Interestingly, the overall fold of this sgRNA region diverges from those of sgRNAs in other Cas9 proteins from type II-A/B/C systems (Supplementary Fig. 5c)8,18,19. However, the sgRNA structure is strikingly similar to the 5′ portion of ωRNA bound to IscB (Supplementary Fig. 5d). Compared to the NsCas9d sgRNA, ωRNA spans over 200 nt, featuring a significantly longer single-stranded linker and an extended P5 stem at its 3′ end (Supplementary Fig. 5d). Apart from these differences, the remaining regions of ωRNA exhibit high similarity to the NsCas9d sgRNA, with the P4 region of ωRNA being just 4 bp longer than that of NsCas9d sgRNA (Fig. 3e).

5′-NRG-3′ PAM recognition

The target double-stranded DNA (dsDNA) containing the 5′-NGG-3′ protospacer adjacent motif (PAM) is positioned within a positively charged cleft formed by the PI and WED domains (Fig. 4a, Supplementary Fig. 6a). These domains enclose the DNA, precisely aligning with the minor groove of the PAM. The side chain of K662 forms critical interactions with the base pair at position (−2) from the minor groove via water molecules. Additionally, the side-chain of N664 and the carbonyl oxygen of G647 establish hydrogen bonds with the bases of G(−2*) and G(−3*), respectively, further stabilizing the PAM interaction (Fig. 4b). Moreover, K728 engages with the base of G(−2*) from the major groove through a water-mediated hydrogen bond, while R711 and N667 interact with the phosphate backbone of the non-target strand, contributing to the overall stability of the DNA-protein complex.

Fig. 4: PAM recognition of NsCas9d.
Fig. 4: PAM recognition of NsCas9d.
Full size image

a Binding of the PAM duplex with NsCas9d. NsCas9d was shown in cartoon representation with the coloring of the domains and residues referenced from Fig. 2a. b Interactions of residues and the PAM duplex. Residues are color-coded by domains in Fig. 2a. c Effects on in vitro cleavage of mutations on the PAM-interacting residues. Data are represented as mean ± SD (n = 3 independent experiments). Source data are provided as a Source Data file.

To elucidate the mechanism underlying NsCas9d’s recognition of the 5′-NAG-3′ PAM, we performed a simulation that substituted the GC base pair at position (−2) with an AT pair. Despite this substitution, residues K662 and N446 and K728 maintained their interactions with the same base pair (Supplementary Fig. 6b). These conserved interactions suggest that NsCas9d retains critical base contacts, thereby sustaining its cleavage activity with the NAG PAM sequence.

To evaluate the functional significance of these PAM-interacting residues, we introduced alanine substitutions at key positions and performed DNA cleavage assays. The K662A mutation nearly abolished DNA cleavage activity, underscoring its essential role in PAM recognition. Similarly, the equivalent residue K649 in Cas9d-MG34-1 is crucial for PAM recognition13,15. Furthermore, alanine substitutions at R711 and N667 significantly impaired NsCas9d’s cleavage efficiency (Fig. 4c), emphasizing the importance of these residues in stabilizing the DNA-protein interface and facilitating efficient target cleavage.

NsCas9d cleaves dsDNA, generating staggered ends

We captured the stable, catalytically active conformation of the HNH domain, with the side chain of H387 oriented toward the phosphate group between C(3) and A(4) on the target strand (TS) (Fig. 5a). This positioning defines the TS cleavage site, which was validated by Sanger sequencing of the cleavage products (Fig. 5c), consistent with previously reported Cas9 cleavage site6,18,20,21.
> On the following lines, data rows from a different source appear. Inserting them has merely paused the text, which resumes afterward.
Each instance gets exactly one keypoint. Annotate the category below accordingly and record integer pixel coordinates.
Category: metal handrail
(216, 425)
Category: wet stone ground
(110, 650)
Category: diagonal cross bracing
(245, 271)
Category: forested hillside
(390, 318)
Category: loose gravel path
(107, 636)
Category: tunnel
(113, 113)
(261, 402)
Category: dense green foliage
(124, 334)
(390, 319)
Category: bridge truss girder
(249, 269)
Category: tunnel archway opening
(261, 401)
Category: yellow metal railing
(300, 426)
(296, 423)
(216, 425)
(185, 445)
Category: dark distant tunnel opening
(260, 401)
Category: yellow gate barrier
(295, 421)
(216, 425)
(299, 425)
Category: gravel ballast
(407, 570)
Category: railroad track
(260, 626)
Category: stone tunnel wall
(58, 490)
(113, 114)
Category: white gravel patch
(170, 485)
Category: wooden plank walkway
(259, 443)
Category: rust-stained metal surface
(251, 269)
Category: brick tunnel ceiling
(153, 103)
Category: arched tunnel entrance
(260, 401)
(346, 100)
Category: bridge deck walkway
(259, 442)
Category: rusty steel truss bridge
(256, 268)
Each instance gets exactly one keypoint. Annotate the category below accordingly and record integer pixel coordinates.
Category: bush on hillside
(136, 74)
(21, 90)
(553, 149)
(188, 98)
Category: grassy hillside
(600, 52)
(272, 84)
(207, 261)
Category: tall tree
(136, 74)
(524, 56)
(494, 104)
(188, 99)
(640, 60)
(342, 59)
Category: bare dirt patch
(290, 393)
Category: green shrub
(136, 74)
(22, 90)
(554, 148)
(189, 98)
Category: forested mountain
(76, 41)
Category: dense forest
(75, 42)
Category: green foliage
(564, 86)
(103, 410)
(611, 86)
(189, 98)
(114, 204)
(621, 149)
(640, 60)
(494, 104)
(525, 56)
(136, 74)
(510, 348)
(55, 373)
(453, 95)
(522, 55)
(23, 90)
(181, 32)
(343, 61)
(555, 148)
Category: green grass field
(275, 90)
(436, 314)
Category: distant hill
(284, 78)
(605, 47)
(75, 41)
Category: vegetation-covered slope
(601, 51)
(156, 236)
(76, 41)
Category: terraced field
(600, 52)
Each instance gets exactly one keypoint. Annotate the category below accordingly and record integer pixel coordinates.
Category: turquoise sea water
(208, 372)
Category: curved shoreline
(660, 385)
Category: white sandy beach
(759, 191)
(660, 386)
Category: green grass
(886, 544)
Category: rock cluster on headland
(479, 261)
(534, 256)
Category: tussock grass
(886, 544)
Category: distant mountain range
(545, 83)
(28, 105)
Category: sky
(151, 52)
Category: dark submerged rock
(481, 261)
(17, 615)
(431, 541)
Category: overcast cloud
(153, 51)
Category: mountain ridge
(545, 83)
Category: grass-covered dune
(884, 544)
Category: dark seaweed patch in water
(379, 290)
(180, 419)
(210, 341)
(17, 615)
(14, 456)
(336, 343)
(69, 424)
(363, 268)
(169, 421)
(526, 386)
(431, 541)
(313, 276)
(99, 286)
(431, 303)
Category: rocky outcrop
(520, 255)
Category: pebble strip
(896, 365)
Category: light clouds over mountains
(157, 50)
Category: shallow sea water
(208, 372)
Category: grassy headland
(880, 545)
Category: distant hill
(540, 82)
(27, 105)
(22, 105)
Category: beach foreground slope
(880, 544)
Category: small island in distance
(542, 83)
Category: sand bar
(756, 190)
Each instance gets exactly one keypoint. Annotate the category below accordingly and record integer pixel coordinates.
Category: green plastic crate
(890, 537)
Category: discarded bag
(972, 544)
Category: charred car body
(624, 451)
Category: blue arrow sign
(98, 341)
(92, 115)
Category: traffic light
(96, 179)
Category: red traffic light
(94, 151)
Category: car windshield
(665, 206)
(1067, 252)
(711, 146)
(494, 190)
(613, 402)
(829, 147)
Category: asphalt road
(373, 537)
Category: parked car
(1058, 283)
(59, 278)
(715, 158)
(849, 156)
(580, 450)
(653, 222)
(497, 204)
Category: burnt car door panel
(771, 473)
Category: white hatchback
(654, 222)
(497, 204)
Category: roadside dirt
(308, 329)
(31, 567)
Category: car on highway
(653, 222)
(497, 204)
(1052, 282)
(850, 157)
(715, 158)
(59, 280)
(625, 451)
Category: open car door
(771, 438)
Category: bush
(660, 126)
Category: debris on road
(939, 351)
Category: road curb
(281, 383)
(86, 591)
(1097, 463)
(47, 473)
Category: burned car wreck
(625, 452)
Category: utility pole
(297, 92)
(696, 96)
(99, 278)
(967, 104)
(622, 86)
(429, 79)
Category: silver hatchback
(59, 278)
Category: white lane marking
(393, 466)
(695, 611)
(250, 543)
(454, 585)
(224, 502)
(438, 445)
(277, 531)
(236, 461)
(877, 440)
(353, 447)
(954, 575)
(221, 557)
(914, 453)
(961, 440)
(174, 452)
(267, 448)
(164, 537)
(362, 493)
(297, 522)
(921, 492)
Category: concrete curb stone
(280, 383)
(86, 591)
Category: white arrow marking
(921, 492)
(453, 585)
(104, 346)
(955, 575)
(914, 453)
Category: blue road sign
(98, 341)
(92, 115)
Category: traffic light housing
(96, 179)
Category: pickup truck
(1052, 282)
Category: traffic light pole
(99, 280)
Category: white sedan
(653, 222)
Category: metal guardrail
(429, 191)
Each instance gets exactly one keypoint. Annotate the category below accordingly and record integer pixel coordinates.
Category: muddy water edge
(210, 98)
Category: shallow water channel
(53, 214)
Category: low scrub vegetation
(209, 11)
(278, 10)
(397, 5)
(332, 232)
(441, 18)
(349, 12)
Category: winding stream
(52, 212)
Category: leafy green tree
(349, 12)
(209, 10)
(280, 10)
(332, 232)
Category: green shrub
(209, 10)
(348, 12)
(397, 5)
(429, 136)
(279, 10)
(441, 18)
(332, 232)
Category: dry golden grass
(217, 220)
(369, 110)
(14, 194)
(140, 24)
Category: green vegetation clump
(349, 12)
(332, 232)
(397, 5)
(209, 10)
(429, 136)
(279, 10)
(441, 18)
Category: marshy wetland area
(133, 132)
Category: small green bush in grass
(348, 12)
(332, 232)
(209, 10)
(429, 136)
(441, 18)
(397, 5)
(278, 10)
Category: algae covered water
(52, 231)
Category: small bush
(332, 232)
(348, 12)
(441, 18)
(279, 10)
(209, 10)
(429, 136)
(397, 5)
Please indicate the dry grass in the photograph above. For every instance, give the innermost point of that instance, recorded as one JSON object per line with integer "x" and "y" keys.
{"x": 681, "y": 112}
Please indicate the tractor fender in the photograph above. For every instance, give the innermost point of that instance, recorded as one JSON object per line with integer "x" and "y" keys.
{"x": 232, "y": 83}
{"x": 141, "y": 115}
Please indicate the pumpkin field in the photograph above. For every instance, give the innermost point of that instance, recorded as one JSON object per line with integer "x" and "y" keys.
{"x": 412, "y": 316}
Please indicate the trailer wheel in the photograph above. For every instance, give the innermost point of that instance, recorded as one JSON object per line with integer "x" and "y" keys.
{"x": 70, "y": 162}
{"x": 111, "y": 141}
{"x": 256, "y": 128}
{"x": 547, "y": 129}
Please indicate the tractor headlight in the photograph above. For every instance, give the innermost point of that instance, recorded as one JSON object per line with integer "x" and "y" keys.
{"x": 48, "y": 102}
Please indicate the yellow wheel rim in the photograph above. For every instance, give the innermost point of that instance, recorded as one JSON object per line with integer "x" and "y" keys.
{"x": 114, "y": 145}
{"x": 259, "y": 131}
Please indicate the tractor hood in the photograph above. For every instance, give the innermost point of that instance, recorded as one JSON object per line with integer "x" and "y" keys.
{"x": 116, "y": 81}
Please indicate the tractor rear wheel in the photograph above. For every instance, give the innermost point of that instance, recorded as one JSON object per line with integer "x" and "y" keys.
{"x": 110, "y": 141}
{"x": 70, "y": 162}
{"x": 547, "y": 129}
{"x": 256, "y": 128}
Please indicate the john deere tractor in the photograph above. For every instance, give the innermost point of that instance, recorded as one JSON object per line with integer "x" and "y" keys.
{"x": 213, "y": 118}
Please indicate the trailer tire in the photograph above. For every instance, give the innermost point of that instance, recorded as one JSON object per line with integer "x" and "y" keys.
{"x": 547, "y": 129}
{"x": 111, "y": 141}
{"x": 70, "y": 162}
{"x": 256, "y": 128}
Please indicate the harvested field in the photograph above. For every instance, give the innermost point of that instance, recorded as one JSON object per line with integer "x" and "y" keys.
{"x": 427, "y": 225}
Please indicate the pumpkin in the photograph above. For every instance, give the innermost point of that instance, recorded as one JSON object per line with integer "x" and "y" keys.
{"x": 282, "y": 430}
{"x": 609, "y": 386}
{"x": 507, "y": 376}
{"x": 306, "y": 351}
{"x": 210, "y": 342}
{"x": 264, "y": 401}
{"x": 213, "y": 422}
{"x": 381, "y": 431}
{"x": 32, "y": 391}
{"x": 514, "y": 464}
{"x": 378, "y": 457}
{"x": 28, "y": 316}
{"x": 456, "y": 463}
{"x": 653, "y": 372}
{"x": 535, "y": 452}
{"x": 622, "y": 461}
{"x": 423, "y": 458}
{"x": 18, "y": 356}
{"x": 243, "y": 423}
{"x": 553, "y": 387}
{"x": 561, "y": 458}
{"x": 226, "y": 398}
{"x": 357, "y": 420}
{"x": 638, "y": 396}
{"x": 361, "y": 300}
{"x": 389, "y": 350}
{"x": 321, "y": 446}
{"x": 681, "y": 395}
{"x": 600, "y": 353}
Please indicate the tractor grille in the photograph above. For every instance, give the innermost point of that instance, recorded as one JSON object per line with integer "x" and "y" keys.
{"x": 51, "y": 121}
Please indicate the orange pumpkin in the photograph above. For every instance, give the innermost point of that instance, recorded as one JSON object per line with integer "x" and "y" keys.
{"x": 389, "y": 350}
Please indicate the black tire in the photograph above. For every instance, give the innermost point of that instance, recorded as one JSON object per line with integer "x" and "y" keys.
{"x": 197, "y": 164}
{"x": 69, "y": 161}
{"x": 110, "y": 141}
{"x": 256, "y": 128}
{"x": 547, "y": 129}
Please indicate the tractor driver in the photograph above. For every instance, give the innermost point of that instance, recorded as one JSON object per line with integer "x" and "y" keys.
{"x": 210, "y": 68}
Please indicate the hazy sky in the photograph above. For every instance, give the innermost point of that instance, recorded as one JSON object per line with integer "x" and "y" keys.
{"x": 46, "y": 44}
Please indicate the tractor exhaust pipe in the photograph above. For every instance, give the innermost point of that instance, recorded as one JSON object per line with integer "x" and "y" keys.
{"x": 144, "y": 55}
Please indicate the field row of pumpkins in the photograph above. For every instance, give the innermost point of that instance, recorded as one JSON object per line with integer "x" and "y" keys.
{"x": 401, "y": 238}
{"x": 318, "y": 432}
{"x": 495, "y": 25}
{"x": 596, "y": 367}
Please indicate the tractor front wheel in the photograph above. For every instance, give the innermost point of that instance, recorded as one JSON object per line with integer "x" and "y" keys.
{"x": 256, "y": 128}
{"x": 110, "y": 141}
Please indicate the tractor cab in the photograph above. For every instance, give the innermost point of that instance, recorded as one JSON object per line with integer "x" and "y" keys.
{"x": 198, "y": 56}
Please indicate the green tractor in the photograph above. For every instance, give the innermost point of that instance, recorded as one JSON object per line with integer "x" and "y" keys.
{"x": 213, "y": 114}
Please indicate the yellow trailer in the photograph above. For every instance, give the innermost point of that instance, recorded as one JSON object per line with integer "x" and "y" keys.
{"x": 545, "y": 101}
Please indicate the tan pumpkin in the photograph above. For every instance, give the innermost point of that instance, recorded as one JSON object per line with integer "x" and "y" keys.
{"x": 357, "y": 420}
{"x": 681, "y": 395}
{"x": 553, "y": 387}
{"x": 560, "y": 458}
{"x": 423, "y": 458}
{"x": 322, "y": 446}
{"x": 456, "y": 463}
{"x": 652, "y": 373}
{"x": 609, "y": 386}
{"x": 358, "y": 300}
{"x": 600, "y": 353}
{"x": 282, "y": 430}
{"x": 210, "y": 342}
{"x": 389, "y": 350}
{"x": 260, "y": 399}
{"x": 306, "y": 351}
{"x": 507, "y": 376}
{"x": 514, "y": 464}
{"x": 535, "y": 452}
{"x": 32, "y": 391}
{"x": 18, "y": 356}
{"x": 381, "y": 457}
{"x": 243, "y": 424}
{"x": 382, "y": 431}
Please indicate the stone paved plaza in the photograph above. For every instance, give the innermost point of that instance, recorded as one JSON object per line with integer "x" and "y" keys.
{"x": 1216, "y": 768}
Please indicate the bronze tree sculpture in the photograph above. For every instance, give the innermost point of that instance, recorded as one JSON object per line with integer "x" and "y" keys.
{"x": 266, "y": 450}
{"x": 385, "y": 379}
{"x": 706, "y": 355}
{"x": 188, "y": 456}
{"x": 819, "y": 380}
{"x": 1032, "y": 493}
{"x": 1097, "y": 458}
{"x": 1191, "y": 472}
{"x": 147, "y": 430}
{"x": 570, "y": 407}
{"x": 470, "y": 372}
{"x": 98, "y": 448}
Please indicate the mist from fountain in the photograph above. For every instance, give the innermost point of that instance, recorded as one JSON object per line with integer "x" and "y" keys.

Fig. 5: Catalytic conformation of NsCas9d.
Fig. 5: Catalytic conformation of NsCas9d.
Full size image

a, b Residues and interactions around cleavage sites in TS and NTS. c Sequence of supercoiled plasmid used as substrates when detecting exact cleavage sites and Sanger-sequencing traces. The cleavage sites are indicated by red isosceles triangles. The red isosceles triangles in Sanger-sequencing traces show the termini of the polymerases’ catalytic reaction during sequencing.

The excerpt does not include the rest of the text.